"Darling child," she whispered, "it is only my true anxiety for your happiness which makes me speak. This young man comes so often, and is made almost like a son in the house. Uncle Edward encourages him, and I—well, I cannot help owning how much there is about him which is calculated to win the affection and respect of a true-hearted, pure-minded girl. But even were he to enter into an engagement, years and years might pass before he could marry. I have been a little ambitious for you two girls, perhaps most for you, and I cannot bear to think of your young life being spent in waiting for a future which may be so distant."

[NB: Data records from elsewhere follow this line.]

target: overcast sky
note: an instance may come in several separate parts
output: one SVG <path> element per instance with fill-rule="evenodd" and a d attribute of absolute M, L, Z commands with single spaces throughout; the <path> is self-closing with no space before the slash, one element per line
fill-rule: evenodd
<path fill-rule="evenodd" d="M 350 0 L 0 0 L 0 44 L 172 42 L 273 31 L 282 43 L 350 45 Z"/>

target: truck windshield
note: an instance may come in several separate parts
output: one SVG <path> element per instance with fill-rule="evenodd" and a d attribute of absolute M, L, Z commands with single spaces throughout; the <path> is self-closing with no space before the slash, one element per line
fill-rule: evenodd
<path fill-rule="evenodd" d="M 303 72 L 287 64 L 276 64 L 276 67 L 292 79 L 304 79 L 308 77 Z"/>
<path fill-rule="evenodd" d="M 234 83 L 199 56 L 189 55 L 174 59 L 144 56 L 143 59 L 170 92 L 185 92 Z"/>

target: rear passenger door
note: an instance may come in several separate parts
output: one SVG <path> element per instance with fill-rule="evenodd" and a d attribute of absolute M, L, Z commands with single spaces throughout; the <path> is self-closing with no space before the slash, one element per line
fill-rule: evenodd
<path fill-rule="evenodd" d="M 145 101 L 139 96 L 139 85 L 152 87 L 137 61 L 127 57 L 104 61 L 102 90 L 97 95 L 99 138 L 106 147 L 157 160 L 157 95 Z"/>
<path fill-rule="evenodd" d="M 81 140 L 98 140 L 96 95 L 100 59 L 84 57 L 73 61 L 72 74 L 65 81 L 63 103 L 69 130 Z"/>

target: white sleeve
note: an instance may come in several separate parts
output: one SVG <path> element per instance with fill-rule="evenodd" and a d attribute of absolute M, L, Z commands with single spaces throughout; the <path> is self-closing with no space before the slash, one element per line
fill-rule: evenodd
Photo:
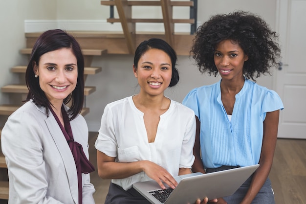
<path fill-rule="evenodd" d="M 101 127 L 95 147 L 98 150 L 111 157 L 117 157 L 117 156 L 115 122 L 111 110 L 109 105 L 107 105 L 101 118 Z"/>
<path fill-rule="evenodd" d="M 194 163 L 195 156 L 193 155 L 193 148 L 196 139 L 196 116 L 194 114 L 191 115 L 186 127 L 182 141 L 179 168 L 190 168 Z"/>

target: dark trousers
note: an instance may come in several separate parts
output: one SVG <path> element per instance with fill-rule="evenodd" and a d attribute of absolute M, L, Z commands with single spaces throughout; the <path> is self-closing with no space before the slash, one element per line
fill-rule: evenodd
<path fill-rule="evenodd" d="M 147 199 L 131 187 L 126 191 L 110 182 L 105 204 L 151 204 Z"/>

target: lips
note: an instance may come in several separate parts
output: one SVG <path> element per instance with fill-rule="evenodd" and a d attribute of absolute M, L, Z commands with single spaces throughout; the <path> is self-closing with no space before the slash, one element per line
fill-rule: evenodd
<path fill-rule="evenodd" d="M 220 72 L 226 74 L 227 73 L 229 73 L 229 72 L 230 72 L 231 71 L 231 70 L 222 70 L 222 69 L 220 69 Z"/>
<path fill-rule="evenodd" d="M 152 86 L 159 86 L 161 84 L 160 82 L 149 82 L 149 84 Z"/>
<path fill-rule="evenodd" d="M 51 85 L 51 86 L 53 88 L 55 89 L 57 89 L 58 90 L 62 90 L 63 89 L 66 89 L 67 87 L 67 86 L 64 86 L 63 87 L 58 87 L 57 86 L 53 86 L 53 85 Z"/>

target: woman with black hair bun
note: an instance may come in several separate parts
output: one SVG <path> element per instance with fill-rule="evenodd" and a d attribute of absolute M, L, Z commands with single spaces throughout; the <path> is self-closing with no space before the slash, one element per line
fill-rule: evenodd
<path fill-rule="evenodd" d="M 195 113 L 164 94 L 178 82 L 176 59 L 163 40 L 141 43 L 133 65 L 139 92 L 105 107 L 95 145 L 99 175 L 112 179 L 106 204 L 150 204 L 133 183 L 152 179 L 174 188 L 174 176 L 191 173 Z"/>

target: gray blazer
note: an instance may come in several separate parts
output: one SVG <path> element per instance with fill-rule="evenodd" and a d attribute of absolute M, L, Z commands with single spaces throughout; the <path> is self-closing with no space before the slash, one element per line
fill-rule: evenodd
<path fill-rule="evenodd" d="M 74 140 L 88 158 L 88 128 L 81 115 L 70 121 Z M 12 115 L 3 128 L 2 151 L 9 181 L 9 204 L 78 204 L 73 156 L 55 118 L 31 101 Z M 89 174 L 82 174 L 83 203 L 94 204 Z"/>

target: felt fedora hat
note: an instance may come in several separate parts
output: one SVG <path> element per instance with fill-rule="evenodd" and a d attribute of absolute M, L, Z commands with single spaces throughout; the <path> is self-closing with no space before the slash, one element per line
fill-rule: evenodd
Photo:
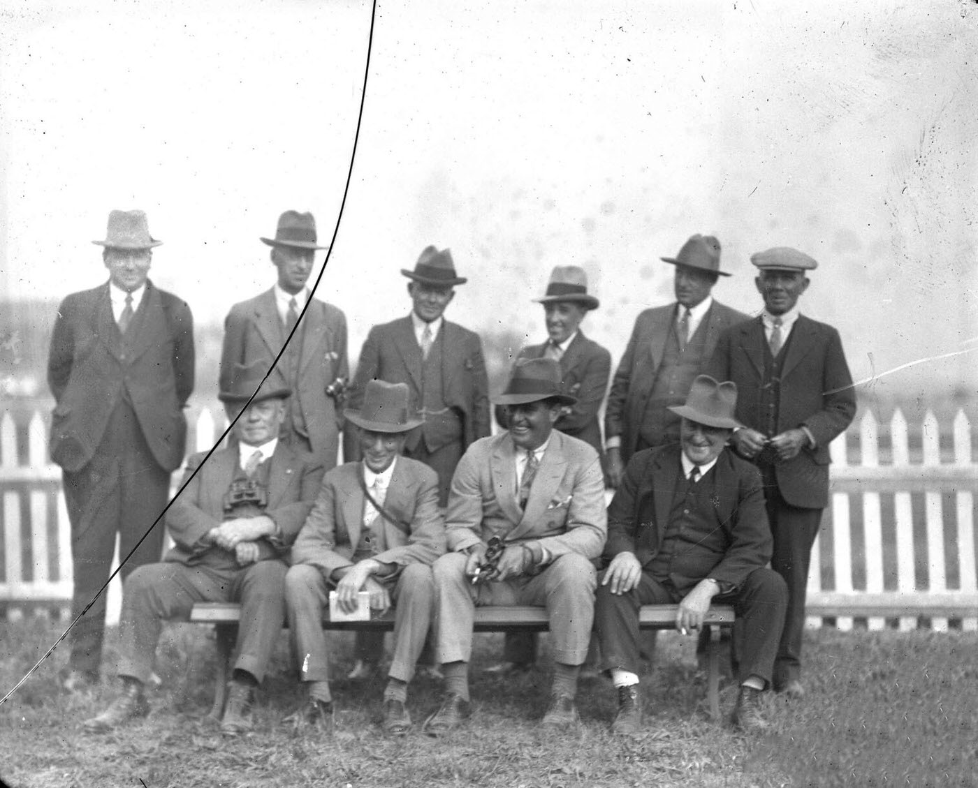
<path fill-rule="evenodd" d="M 543 298 L 534 298 L 538 304 L 555 301 L 572 301 L 585 309 L 598 309 L 600 301 L 588 294 L 588 275 L 576 265 L 558 265 L 551 271 L 547 292 Z"/>
<path fill-rule="evenodd" d="M 415 263 L 415 270 L 401 269 L 401 273 L 415 282 L 422 285 L 434 285 L 440 287 L 450 287 L 453 285 L 465 285 L 468 282 L 465 277 L 455 273 L 455 262 L 452 252 L 448 249 L 438 251 L 434 246 L 425 246 L 422 256 Z"/>
<path fill-rule="evenodd" d="M 221 391 L 217 399 L 225 403 L 245 403 L 248 398 L 260 385 L 258 393 L 254 395 L 252 403 L 264 402 L 265 400 L 284 400 L 292 394 L 291 388 L 286 384 L 282 377 L 282 372 L 278 369 L 274 370 L 268 379 L 262 382 L 265 377 L 266 368 L 262 364 L 252 364 L 245 367 L 243 364 L 236 364 L 234 374 L 231 380 L 231 387 Z"/>
<path fill-rule="evenodd" d="M 359 411 L 347 409 L 343 416 L 373 432 L 407 432 L 422 424 L 421 418 L 408 416 L 408 384 L 376 377 L 367 381 L 363 407 Z"/>
<path fill-rule="evenodd" d="M 152 249 L 163 241 L 150 236 L 146 211 L 113 210 L 109 214 L 105 241 L 93 241 L 110 249 Z"/>
<path fill-rule="evenodd" d="M 664 263 L 685 265 L 687 268 L 698 268 L 722 277 L 729 277 L 726 271 L 720 270 L 720 241 L 713 236 L 689 236 L 675 257 L 660 257 Z"/>
<path fill-rule="evenodd" d="M 516 359 L 503 391 L 493 397 L 495 405 L 526 405 L 553 397 L 562 405 L 574 405 L 577 397 L 563 393 L 560 365 L 555 359 Z"/>
<path fill-rule="evenodd" d="M 299 249 L 326 249 L 316 245 L 316 220 L 308 211 L 287 210 L 279 217 L 275 238 L 262 238 L 269 246 L 294 246 Z"/>
<path fill-rule="evenodd" d="M 736 410 L 736 383 L 733 380 L 719 383 L 708 374 L 698 375 L 692 381 L 686 405 L 673 405 L 669 410 L 708 427 L 734 429 L 743 426 L 734 417 Z"/>

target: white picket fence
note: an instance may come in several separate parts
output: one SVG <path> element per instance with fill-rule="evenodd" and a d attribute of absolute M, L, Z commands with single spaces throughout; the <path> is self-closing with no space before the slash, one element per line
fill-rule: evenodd
<path fill-rule="evenodd" d="M 224 425 L 201 411 L 189 445 L 209 449 Z M 887 622 L 908 630 L 946 631 L 949 621 L 978 630 L 974 501 L 978 465 L 971 425 L 954 420 L 953 446 L 942 457 L 937 419 L 927 414 L 919 447 L 903 415 L 889 424 L 889 440 L 867 414 L 831 446 L 831 505 L 812 555 L 808 615 L 814 627 L 834 622 L 850 630 L 865 619 L 870 630 Z M 915 435 L 912 436 L 915 438 Z M 71 595 L 70 529 L 61 470 L 47 459 L 46 420 L 34 413 L 21 461 L 11 415 L 0 419 L 0 495 L 3 549 L 0 605 L 64 607 Z M 850 455 L 859 461 L 850 461 Z M 174 482 L 179 474 L 174 475 Z M 829 549 L 830 546 L 830 549 Z M 950 547 L 950 548 L 949 548 Z M 829 578 L 829 576 L 831 576 Z M 954 582 L 949 584 L 949 577 Z M 951 586 L 949 588 L 949 586 Z M 118 583 L 109 590 L 109 620 L 118 615 Z"/>

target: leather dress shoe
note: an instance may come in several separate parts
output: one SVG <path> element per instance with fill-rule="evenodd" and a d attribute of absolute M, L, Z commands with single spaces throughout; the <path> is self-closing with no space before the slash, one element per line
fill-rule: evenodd
<path fill-rule="evenodd" d="M 329 731 L 333 729 L 333 711 L 331 701 L 306 698 L 305 703 L 288 717 L 283 718 L 282 723 L 294 727 L 315 725 Z"/>
<path fill-rule="evenodd" d="M 462 721 L 468 717 L 469 705 L 462 695 L 449 692 L 441 702 L 438 711 L 424 721 L 422 729 L 429 736 L 444 736 L 459 726 Z"/>
<path fill-rule="evenodd" d="M 618 714 L 611 723 L 611 732 L 616 736 L 634 736 L 642 730 L 642 704 L 639 700 L 639 685 L 618 687 Z"/>
<path fill-rule="evenodd" d="M 576 725 L 578 722 L 577 706 L 574 705 L 574 699 L 568 698 L 566 695 L 555 695 L 551 698 L 550 708 L 544 715 L 544 719 L 540 721 L 540 724 L 547 727 L 567 727 Z"/>
<path fill-rule="evenodd" d="M 143 694 L 143 685 L 132 681 L 125 685 L 122 694 L 112 701 L 111 705 L 98 717 L 93 717 L 82 722 L 86 730 L 106 731 L 118 727 L 127 720 L 146 717 L 150 713 L 150 704 Z"/>
<path fill-rule="evenodd" d="M 221 733 L 237 736 L 251 729 L 251 703 L 254 687 L 244 681 L 232 681 L 228 692 L 228 702 L 221 718 Z"/>
<path fill-rule="evenodd" d="M 403 736 L 411 729 L 411 715 L 403 701 L 388 698 L 383 702 L 383 722 L 380 726 L 384 733 L 391 736 Z"/>
<path fill-rule="evenodd" d="M 733 722 L 736 727 L 747 733 L 757 733 L 771 727 L 771 723 L 764 719 L 764 712 L 761 710 L 763 697 L 763 689 L 754 689 L 751 686 L 740 687 L 733 717 Z"/>

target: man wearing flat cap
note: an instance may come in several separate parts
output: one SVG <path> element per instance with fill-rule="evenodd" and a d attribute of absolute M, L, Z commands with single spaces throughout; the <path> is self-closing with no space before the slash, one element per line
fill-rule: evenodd
<path fill-rule="evenodd" d="M 788 589 L 775 689 L 798 697 L 809 559 L 828 503 L 828 445 L 852 421 L 856 394 L 839 332 L 798 313 L 806 272 L 818 263 L 783 246 L 750 259 L 764 312 L 724 331 L 707 372 L 740 392 L 736 417 L 745 427 L 733 445 L 764 478 L 771 566 Z"/>
<path fill-rule="evenodd" d="M 194 604 L 205 601 L 241 603 L 221 732 L 233 736 L 251 727 L 254 688 L 286 619 L 285 558 L 323 478 L 315 457 L 279 439 L 291 392 L 267 381 L 259 389 L 264 374 L 260 365 L 235 371 L 219 395 L 229 420 L 258 389 L 235 424 L 237 441 L 206 462 L 202 452 L 188 460 L 189 483 L 166 512 L 173 548 L 124 584 L 117 669 L 122 694 L 85 721 L 88 730 L 111 730 L 149 714 L 144 686 L 162 621 L 186 621 Z"/>
<path fill-rule="evenodd" d="M 323 610 L 334 589 L 340 610 L 356 609 L 357 594 L 370 607 L 394 606 L 394 659 L 383 693 L 383 729 L 411 728 L 408 683 L 424 645 L 434 606 L 431 564 L 445 551 L 438 508 L 438 476 L 417 460 L 401 457 L 407 433 L 421 420 L 408 411 L 406 383 L 371 380 L 363 407 L 345 412 L 358 429 L 363 460 L 333 468 L 323 478 L 316 505 L 292 546 L 286 578 L 289 627 L 308 690 L 294 722 L 333 718 Z"/>
<path fill-rule="evenodd" d="M 449 552 L 434 564 L 435 651 L 446 694 L 424 723 L 432 736 L 468 713 L 476 605 L 547 608 L 556 666 L 543 724 L 577 722 L 577 676 L 594 616 L 592 560 L 606 533 L 600 459 L 554 429 L 562 408 L 576 403 L 563 393 L 554 359 L 517 361 L 494 402 L 508 408 L 510 427 L 476 441 L 459 462 L 445 517 Z"/>
<path fill-rule="evenodd" d="M 618 363 L 604 410 L 608 481 L 617 487 L 637 451 L 679 442 L 682 405 L 693 378 L 703 372 L 721 331 L 747 315 L 714 300 L 720 277 L 720 241 L 691 236 L 675 257 L 676 303 L 646 309 L 635 321 Z"/>
<path fill-rule="evenodd" d="M 150 236 L 146 214 L 111 211 L 106 240 L 92 242 L 104 247 L 109 282 L 62 302 L 48 357 L 51 459 L 71 523 L 72 617 L 109 579 L 116 534 L 124 557 L 149 532 L 122 565 L 123 580 L 159 560 L 163 529 L 150 529 L 183 461 L 183 409 L 194 390 L 194 321 L 186 302 L 148 279 L 162 241 Z M 105 617 L 99 594 L 71 629 L 66 688 L 98 680 Z"/>
<path fill-rule="evenodd" d="M 588 292 L 588 276 L 575 265 L 556 266 L 551 272 L 547 292 L 533 299 L 544 306 L 547 341 L 527 345 L 517 359 L 555 359 L 560 365 L 563 392 L 577 398 L 563 408 L 554 425 L 566 435 L 579 438 L 595 448 L 602 458 L 601 427 L 598 412 L 604 401 L 611 374 L 611 354 L 589 339 L 581 330 L 581 322 L 600 302 Z M 509 426 L 506 406 L 496 406 L 496 420 Z M 507 633 L 504 661 L 487 670 L 508 673 L 528 667 L 536 659 L 535 634 Z"/>
<path fill-rule="evenodd" d="M 283 437 L 297 451 L 312 452 L 324 468 L 336 464 L 340 416 L 337 401 L 349 377 L 346 317 L 333 304 L 313 298 L 307 286 L 317 249 L 311 213 L 287 210 L 279 217 L 272 247 L 278 280 L 270 290 L 231 307 L 224 321 L 220 384 L 226 388 L 238 365 L 276 365 L 292 391 Z M 288 341 L 288 345 L 286 342 Z"/>
<path fill-rule="evenodd" d="M 610 561 L 598 587 L 595 624 L 603 666 L 618 692 L 612 732 L 641 730 L 639 610 L 679 604 L 676 629 L 696 631 L 712 600 L 736 610 L 734 650 L 740 690 L 734 721 L 768 726 L 761 695 L 771 685 L 786 604 L 784 582 L 765 568 L 772 540 L 757 468 L 725 449 L 734 428 L 737 390 L 708 375 L 693 380 L 680 444 L 629 460 L 608 506 Z"/>

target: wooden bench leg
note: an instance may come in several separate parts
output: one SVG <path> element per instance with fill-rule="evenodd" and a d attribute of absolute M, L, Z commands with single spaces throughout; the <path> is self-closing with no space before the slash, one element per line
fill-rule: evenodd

"Uncle Edward loves you girls—indeed, to all of you he has been a second father since he brought us out of comparative poverty to this beautiful home. But though he will no doubt provide for you, so far as to keep you above want, that provision will be yours only when he no longer needs it, and I am sure we should hate ourselves were we to calculate on what may come from such a source."
"I hate to hear it named even," said Elsie.
"True, dear; but fancy what it would be to go through—"
Elsie stopped the rest of the sentence with a kiss.
"Mother, dear, do not try to fancy anything. Let us just be happy and thankful in the present, and not trouble ourselves about possibilities. Where is the good of singing—"
"'Keep Thou my feet; I do not ask to see
The distant scene; one step enough for me.'"
"If we go on hesitating and worrying ourselves as to the next?"
"Ah! it is like the young to dance gaily on to the very edge of the precipice, and not concern themselves about what the path leads to, so long as it is strewn with flowers."
"But our path only led to the gate, mother; there was no sign of a precipice beyond, and the path, though bordered with flowers, is by no means strewn with them, but with fine new gravel, extremely trying to Miss Chatterton's favourite corn, she tells me. I am half hoping it may make her visits more angelic—that is, fewer and farther between—than they have been."